"No. We have neither the time nor the inclination to make the Court a Bluestocking circle, and Miss Burney may prefer such surroundings. But, why I address you, my good Miss P., is to enquire whether Miss Burney has made any observation, of course not confidential, which would lead you to suppose her unsettled in her intentions?"
I believed that I realised Her Majesty's views. She would probably prefer that the severance should come from herself and not from the lower quarter. Alas, how little did I do justice to the benevolence of her character! I hurriedly replied that I knew nothing of Miss B.'s mind further than all the world might know, and within myself earnestly wished Her Majesty might turn the subject of her remarks. She, however, thought proper to continue with a mingled dignity and sweetness which distinguishes all she utters.
"All this is spoke in a confidence which must not be broke. But if there were any little agitation of the affections which--"
Here the Royal speaker was herself interrupted by a cloud of powder which the unconscious friseur flung over the edifice then erecting. It gave me a moment for hasty reflection. Impossible!--who could suppose that Her Majesty, in whose presence every look was restrained, every word calculated, could have remarked the preference by which I had long known Miss Burney distinguished Colonel Digby? He, in the first anguish of bereavement of a lovely and beloved partner, did undoubtedly seek Miss Burney's sympathy. So much was visible to all. There was even a certain luxury of grief,--a heightening of the loss,--which gave his very handsome and attractive person an interest few could resist. Many indeed might have been ready for the tender office of consolatrix, but it was Miss Burney who was specially chosen, and the conviction formed in my own mind that the sympathy she so feelingly tendered was not untinged by a rosy flush of expectation. The caution incident to life at Court hindered my breathing so delicate a suspicion to any, and that Her Majesty's calm but piercing eye should have discerned any preference did indeed animate my soul with astonishment.
"Ma'am, your Majesty's observation so far exceeds my own poor powers," said I fluttering, "that, while it is impossible for me to deny, it is equally impossible for me to confirm it. Miss Burney's superior talents, her reserve, constitute a barrier which--"
"I know--I knew," interrupted the Queen, "that I could not expect any confirmation from you. You are discretion itself. I am surrounded by discretion. We will not now pursue the subject further. Will you oblige me, my good Miss P., by preparing the pocket-case which I give Lady Harcourt today."

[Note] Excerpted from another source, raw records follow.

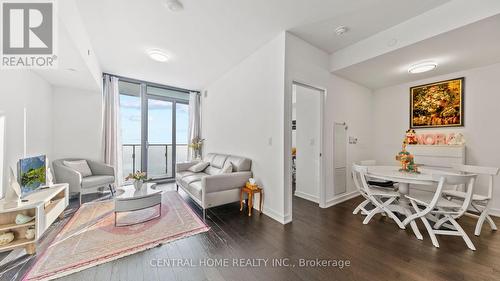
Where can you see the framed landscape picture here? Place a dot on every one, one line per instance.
(437, 104)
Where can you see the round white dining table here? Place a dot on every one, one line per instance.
(404, 180)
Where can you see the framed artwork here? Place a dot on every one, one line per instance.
(437, 104)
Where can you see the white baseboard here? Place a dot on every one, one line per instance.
(341, 198)
(495, 212)
(307, 196)
(276, 216)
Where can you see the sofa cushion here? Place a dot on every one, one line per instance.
(196, 168)
(212, 170)
(185, 181)
(209, 157)
(228, 168)
(80, 166)
(97, 181)
(240, 164)
(218, 161)
(195, 189)
(180, 175)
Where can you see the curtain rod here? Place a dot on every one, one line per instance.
(127, 79)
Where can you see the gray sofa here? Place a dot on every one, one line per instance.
(102, 176)
(210, 187)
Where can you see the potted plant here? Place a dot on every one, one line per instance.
(196, 145)
(138, 177)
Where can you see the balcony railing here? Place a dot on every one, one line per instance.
(159, 159)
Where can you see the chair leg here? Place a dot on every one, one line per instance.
(462, 233)
(492, 223)
(395, 218)
(484, 216)
(371, 214)
(440, 222)
(427, 225)
(379, 208)
(430, 230)
(361, 206)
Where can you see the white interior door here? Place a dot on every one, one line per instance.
(340, 147)
(2, 152)
(307, 141)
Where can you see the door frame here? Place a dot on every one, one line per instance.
(288, 148)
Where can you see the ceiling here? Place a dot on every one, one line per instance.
(473, 45)
(71, 70)
(372, 18)
(207, 38)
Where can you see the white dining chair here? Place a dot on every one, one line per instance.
(381, 198)
(434, 207)
(481, 203)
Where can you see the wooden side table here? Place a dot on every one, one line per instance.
(251, 192)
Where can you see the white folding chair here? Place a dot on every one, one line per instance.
(480, 203)
(441, 210)
(380, 198)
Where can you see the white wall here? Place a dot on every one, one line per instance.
(19, 89)
(391, 119)
(77, 123)
(243, 115)
(345, 102)
(308, 142)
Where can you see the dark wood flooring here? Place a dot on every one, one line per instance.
(377, 251)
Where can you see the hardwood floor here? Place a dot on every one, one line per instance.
(377, 251)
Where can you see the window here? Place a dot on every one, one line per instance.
(154, 128)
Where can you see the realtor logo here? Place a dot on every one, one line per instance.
(28, 34)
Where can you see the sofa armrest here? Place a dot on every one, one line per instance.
(67, 175)
(223, 182)
(179, 167)
(101, 169)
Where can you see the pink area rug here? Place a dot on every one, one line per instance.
(90, 237)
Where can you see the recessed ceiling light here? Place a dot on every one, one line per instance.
(422, 67)
(173, 5)
(157, 55)
(341, 30)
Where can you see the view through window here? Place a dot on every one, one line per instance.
(154, 128)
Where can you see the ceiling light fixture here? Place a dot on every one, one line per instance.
(173, 5)
(422, 67)
(157, 55)
(341, 30)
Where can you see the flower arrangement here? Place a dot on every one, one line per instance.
(196, 145)
(137, 176)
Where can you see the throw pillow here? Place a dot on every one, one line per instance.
(227, 168)
(196, 168)
(80, 166)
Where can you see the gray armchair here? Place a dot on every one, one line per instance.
(102, 176)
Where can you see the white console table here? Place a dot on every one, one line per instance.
(46, 205)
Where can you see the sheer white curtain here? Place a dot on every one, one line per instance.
(111, 137)
(194, 119)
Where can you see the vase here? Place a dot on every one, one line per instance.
(138, 184)
(30, 233)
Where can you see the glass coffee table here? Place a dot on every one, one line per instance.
(128, 199)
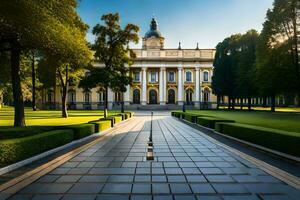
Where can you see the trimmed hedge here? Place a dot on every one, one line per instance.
(110, 119)
(123, 115)
(82, 130)
(130, 114)
(211, 121)
(18, 132)
(14, 150)
(101, 125)
(177, 114)
(284, 141)
(118, 118)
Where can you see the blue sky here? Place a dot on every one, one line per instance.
(188, 21)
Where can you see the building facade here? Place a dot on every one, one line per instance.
(162, 77)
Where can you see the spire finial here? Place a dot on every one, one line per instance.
(179, 46)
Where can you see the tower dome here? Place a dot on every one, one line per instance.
(153, 38)
(153, 32)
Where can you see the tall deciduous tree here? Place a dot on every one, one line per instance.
(225, 67)
(51, 26)
(111, 51)
(245, 72)
(275, 74)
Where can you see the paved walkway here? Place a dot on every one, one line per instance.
(188, 165)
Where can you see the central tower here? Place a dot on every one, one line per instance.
(153, 38)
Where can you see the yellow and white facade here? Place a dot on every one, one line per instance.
(161, 76)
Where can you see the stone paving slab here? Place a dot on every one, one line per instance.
(187, 165)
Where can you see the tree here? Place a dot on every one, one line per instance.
(284, 19)
(111, 51)
(245, 74)
(276, 53)
(50, 26)
(225, 64)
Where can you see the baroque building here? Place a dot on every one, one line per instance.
(167, 78)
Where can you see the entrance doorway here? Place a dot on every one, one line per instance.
(152, 97)
(171, 96)
(136, 96)
(189, 97)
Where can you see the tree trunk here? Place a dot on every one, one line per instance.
(233, 103)
(295, 42)
(122, 103)
(241, 103)
(106, 102)
(249, 103)
(33, 82)
(218, 101)
(64, 112)
(264, 102)
(19, 119)
(273, 103)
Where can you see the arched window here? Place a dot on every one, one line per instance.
(71, 96)
(205, 76)
(136, 96)
(188, 76)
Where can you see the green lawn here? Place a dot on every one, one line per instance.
(278, 120)
(50, 117)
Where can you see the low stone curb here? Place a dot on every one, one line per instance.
(30, 160)
(282, 155)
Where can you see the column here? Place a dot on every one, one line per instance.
(144, 86)
(110, 98)
(127, 96)
(180, 86)
(197, 92)
(165, 86)
(161, 86)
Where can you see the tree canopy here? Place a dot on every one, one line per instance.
(113, 55)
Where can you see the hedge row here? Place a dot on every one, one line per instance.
(287, 142)
(14, 150)
(24, 145)
(284, 141)
(210, 122)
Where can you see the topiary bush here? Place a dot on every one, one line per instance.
(284, 141)
(82, 130)
(18, 132)
(101, 125)
(211, 121)
(190, 117)
(130, 114)
(176, 114)
(118, 118)
(111, 119)
(14, 150)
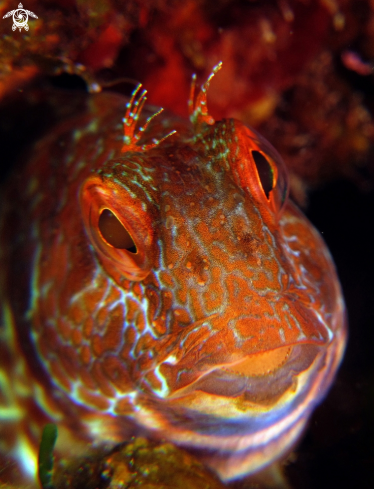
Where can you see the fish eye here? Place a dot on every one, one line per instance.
(114, 233)
(261, 170)
(119, 230)
(265, 172)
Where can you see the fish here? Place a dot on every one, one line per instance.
(156, 279)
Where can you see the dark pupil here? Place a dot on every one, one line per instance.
(265, 172)
(114, 232)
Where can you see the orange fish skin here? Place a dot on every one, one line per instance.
(222, 331)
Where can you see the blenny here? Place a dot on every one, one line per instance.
(162, 283)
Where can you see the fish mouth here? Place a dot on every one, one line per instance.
(260, 363)
(262, 378)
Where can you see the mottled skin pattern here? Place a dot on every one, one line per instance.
(221, 333)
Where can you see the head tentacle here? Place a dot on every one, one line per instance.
(198, 109)
(133, 111)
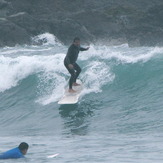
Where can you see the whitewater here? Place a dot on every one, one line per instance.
(119, 117)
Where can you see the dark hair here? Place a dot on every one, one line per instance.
(76, 39)
(23, 146)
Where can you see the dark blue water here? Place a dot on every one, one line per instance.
(119, 116)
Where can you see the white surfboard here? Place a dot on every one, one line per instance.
(71, 98)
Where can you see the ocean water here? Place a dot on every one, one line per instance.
(119, 117)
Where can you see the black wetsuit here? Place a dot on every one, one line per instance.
(71, 58)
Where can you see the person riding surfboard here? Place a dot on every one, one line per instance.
(70, 62)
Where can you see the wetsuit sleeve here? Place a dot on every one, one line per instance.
(83, 49)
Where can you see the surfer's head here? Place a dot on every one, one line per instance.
(76, 41)
(23, 147)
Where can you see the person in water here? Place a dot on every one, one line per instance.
(17, 152)
(70, 62)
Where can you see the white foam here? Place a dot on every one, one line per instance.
(121, 53)
(52, 75)
(14, 70)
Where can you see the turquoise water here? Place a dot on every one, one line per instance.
(118, 119)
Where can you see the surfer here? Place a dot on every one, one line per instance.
(70, 62)
(17, 152)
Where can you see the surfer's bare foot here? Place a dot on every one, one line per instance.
(71, 91)
(76, 84)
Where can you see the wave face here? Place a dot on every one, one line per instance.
(119, 117)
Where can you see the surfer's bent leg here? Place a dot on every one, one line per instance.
(78, 70)
(72, 78)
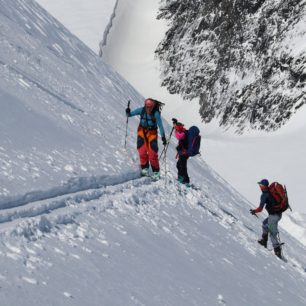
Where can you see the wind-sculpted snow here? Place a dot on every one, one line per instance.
(244, 60)
(62, 109)
(175, 236)
(78, 226)
(107, 29)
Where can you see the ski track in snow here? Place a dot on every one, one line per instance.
(39, 218)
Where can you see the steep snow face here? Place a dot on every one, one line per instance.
(145, 243)
(237, 58)
(92, 231)
(85, 19)
(57, 100)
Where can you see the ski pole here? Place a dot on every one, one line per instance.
(127, 122)
(287, 197)
(164, 151)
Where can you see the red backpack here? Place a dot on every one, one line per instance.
(279, 194)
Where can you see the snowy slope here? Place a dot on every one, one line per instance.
(78, 226)
(86, 19)
(242, 160)
(58, 99)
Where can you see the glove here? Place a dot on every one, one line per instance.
(174, 121)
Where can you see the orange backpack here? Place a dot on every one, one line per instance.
(279, 194)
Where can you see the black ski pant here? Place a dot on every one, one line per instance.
(182, 169)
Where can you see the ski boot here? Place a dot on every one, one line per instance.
(264, 240)
(156, 176)
(278, 252)
(145, 172)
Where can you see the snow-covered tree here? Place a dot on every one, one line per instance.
(237, 57)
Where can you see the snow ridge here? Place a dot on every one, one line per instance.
(107, 29)
(73, 185)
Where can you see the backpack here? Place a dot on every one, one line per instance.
(158, 106)
(280, 197)
(193, 141)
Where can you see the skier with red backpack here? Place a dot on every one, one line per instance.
(274, 198)
(188, 145)
(147, 144)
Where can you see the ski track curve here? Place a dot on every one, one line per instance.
(32, 219)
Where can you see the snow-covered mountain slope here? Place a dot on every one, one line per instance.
(78, 226)
(241, 160)
(86, 19)
(57, 99)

The hint was an order. I respectfully retired at once, leaving Her Majesty almost concealed in the cloud of powder which was casting about her headdress.
Any little unusual occurrence at Court causes comment, and I was obliged to meet the questioning gaze of the ladies in attendance with composure. I mentioned that Her Majesty had given me directions about Lady Harcourt's pocket-case, and said no more. Miss Burney followed me to the room where it was laid out in readiness for wrapping--a trifle of extreme elegance, pink satin spangled with silver and fitted with all the little furniture of gold scissors, bodkins, thimble, and so forth, which the venerated friend might accept as a compliment both royal and affectionate. Miss Burney admired it with me.
"It resembles that formerly given to sweet Mrs Delany," said she. "Dear excellence--sweet heavenly angel departed to her kindred sphere! What wonder that Their Majesties' discernment should single her out for the veneration due to age and piety so unaffected. She is gone, but how will this gift presented to the equally worthy Lady Harcourt bring the tear to her eye and the almost pang of gratitude to her bosom!"
I made an appropriate reply, but reflected. These gushes of feeling on the part of Miss Burney sometimes appeared to me a little overwrought and designed to conceal a sharpness of wit and observation which she feared to exercise in courtly circles. In this resolve she was doubtless discreet, but it gave her conversation a turn of unreality which impressed as might the use of some perfume of Araby to conceal a less romantic odour. It affected my own candour disagreeably. Possibly the praise received by the author of "Evelina" might cause her to abandon the common modes of conversation and talk literary, if I may so express it; but it was, to my knowledge, a great disappointment to the Queen, who loved good talk and in her position could expect but little of it. She had formed great hopes of the wit and originality of Miss Burney, and was always met only by a sentimental silence, coupled with an affected modesty which promised nothing fresh. Her reading-aloud was also not of a high order, and her slender knowledge of books, apart from her own, astonished the hopeful Queen, who had looked forward to much pleasing entertainment in her company.